The dashboard operates on top of AVERTs semantic architecture (see Section 3), where data from multiple data sources is uplifted to RDF [ 17 ]: weather and pollution data (27.5M triples) along with infectious disease data and clinical data (2.6M triples). This relevant data is retrieved from a triplestore supporting GeoSPARQL [ 1 ] queries, which are key for the nature of our data (which has spatio-temporal components).

The initial dashboard was designed to have four tabs (see Fig. 1), each of which are described next.

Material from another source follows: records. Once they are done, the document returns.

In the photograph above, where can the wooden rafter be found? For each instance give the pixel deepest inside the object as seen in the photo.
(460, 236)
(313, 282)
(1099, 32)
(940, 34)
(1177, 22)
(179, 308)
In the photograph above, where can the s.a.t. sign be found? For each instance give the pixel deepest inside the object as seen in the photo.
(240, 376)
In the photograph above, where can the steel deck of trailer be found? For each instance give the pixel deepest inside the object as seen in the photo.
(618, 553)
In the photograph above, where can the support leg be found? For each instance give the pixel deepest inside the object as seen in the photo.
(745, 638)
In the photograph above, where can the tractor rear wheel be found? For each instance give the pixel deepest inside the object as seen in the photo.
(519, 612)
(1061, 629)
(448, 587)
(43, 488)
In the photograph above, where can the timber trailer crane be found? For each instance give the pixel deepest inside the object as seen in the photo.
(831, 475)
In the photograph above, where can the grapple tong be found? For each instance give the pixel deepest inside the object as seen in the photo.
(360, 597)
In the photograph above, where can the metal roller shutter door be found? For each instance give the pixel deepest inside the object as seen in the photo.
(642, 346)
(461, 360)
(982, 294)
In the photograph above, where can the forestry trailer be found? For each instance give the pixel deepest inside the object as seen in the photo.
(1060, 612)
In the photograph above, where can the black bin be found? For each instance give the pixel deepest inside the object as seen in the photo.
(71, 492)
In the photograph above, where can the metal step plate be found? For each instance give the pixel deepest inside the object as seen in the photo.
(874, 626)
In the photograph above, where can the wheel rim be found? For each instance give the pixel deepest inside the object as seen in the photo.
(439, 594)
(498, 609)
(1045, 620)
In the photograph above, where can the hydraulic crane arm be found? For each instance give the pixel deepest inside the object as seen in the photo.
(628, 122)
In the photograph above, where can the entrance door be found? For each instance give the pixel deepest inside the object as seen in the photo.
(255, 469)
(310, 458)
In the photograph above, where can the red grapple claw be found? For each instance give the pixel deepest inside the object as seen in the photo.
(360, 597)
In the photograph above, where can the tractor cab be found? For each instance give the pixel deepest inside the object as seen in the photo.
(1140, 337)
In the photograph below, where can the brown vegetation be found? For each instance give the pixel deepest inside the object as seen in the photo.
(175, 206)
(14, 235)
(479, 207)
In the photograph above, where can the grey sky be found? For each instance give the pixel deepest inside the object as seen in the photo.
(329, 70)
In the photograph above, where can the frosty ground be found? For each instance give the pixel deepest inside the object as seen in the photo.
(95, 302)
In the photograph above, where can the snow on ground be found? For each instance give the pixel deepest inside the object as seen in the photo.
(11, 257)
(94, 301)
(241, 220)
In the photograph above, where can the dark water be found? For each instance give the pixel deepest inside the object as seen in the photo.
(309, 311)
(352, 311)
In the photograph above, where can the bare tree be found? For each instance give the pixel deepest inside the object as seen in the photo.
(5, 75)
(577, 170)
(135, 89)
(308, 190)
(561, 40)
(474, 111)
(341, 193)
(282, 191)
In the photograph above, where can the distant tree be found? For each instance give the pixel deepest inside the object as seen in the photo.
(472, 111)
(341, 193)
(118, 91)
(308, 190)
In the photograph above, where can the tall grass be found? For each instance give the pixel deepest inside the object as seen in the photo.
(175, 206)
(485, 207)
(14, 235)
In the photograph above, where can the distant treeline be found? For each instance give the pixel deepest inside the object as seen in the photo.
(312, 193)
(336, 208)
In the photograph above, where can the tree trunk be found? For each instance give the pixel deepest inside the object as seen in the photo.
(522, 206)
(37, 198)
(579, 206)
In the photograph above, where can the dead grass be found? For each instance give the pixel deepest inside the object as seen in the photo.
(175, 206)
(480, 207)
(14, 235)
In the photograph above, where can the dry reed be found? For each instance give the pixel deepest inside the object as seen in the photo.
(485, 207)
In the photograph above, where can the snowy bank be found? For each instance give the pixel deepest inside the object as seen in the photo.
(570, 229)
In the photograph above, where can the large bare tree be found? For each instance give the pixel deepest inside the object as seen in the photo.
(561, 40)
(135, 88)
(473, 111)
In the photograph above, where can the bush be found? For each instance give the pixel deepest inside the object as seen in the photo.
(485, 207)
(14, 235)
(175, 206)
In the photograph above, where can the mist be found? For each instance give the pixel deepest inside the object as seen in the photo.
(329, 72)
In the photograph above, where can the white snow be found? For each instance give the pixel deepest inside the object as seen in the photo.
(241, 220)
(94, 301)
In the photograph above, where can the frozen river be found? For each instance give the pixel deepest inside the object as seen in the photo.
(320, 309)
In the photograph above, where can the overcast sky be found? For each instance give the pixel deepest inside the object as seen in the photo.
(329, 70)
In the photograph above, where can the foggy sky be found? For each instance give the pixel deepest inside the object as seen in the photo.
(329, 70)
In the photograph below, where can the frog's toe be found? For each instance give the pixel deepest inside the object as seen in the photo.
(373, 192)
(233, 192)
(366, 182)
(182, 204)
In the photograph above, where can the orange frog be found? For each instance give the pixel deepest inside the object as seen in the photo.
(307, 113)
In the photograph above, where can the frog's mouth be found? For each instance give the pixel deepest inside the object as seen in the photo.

Query tab. In the Query tab of the dashboard, Fig. 1 part a), the user can select options from the different flare related parameters. These selected options are then substituted into a SPARQL query template, URL encoded and executed against the data in the triplestore.This tab is aimed towards satisfying Requirement 1.

Link data tab. This is the first tab the user sees when submitting a query, Fig. 1 part b). The aim of this tab is to provide the environmental data linked to the clinical patient queried in the Query tab. This data is displayed as a table with a hovering feature that displays the data description, gathered from the climate data store provided by the European Centre for Medium-Range Weather Forecasts (ECMWF) parameter database3. The table displayed after the submission of the query can be downloaded as a CSV file (in support of Requirement 3 ).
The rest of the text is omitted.